= Pierre de Jarric =

Pierre de Jarric (1566 – 2 March 1617), also known as Pierre du Jarric, was a French Catholic missionary writer from Toulouse.

Jarric entered the Society of Jesus on 8 December 1582 and taught philosophy and moral theology at Bordeaux for many years. Although he desired to join the missionaries of his order, his wish was not fulfilled. Instead, he dedicated himself to writing on their behalf. The result was Histoire des choses plus memorables advenues tant ez Indes orientales, que autres païs de la descouverte des Portugois, which appeared in three parts: the second of which appeared in 1610 and the third in 1614.
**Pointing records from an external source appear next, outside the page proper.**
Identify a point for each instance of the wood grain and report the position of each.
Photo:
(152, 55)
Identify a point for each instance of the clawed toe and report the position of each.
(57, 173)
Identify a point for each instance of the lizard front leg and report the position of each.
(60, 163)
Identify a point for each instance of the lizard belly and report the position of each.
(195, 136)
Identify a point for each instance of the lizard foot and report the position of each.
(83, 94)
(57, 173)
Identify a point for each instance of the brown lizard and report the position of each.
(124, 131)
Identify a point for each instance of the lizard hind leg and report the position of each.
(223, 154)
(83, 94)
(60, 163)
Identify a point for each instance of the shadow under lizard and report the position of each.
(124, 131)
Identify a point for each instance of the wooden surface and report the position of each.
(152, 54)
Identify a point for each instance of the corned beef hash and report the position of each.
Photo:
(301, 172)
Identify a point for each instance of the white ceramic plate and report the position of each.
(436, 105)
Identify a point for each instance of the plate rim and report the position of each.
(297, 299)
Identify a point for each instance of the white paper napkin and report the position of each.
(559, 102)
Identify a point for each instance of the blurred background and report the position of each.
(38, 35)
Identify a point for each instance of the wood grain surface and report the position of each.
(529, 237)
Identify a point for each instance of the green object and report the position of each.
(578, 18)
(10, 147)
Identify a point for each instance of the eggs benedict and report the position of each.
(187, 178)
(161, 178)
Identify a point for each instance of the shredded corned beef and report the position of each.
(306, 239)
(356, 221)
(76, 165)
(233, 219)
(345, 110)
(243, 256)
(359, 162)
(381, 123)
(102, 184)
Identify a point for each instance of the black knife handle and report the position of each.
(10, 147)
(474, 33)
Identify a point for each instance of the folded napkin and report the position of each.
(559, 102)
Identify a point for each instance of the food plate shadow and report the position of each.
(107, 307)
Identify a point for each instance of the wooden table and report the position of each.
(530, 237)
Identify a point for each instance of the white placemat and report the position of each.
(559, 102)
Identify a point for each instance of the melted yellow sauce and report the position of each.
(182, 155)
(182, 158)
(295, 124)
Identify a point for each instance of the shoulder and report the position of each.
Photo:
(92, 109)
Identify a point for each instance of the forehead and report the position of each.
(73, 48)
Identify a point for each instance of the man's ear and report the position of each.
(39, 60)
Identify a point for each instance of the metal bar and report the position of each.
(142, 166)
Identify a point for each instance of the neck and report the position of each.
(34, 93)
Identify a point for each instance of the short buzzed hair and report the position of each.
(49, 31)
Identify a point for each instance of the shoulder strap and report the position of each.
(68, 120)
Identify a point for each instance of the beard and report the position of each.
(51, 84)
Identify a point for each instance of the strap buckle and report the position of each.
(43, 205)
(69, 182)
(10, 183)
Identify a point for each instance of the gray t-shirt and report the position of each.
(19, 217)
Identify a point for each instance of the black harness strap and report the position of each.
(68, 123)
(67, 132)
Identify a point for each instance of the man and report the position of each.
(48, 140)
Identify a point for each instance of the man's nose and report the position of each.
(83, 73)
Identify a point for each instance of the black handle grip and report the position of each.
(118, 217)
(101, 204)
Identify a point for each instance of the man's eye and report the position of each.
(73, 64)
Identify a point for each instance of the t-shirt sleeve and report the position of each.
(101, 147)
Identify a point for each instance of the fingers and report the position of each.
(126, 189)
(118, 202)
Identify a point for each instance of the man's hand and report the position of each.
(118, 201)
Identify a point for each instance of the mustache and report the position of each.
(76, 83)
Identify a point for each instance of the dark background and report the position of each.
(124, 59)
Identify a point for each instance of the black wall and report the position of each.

Jarric's work gives a comprehensive picture of the missionary enterprises of the Jesuits up to 1610, chiefly within the sphere of Portuguese interests. It contains much valuable data on colonial history, geography, and ethnography, taken from Spanish and Portuguese reports, and from the works of Luis de Guzman (Hist. de las Missiones que han hecho los religiosos de la Compañia de Jesús), and of Ferdinand Guerreiro (Relação Annal das cousas que fizeram os Padres da companhia de Jesus na India e Japão, Brazil, Angola, Cabo Verde, Guiné). By dedicating the second part to King Louis XIII, Jarric hoped to encourage the French king to imitate Spain and Portugal in their colonization efforts. His work was frequently reprinted and widely circulated, particularly after it was translated into Latin by Martino Martinez III around 1615. Jarric died in Saintes, Charente-Maritime two years later.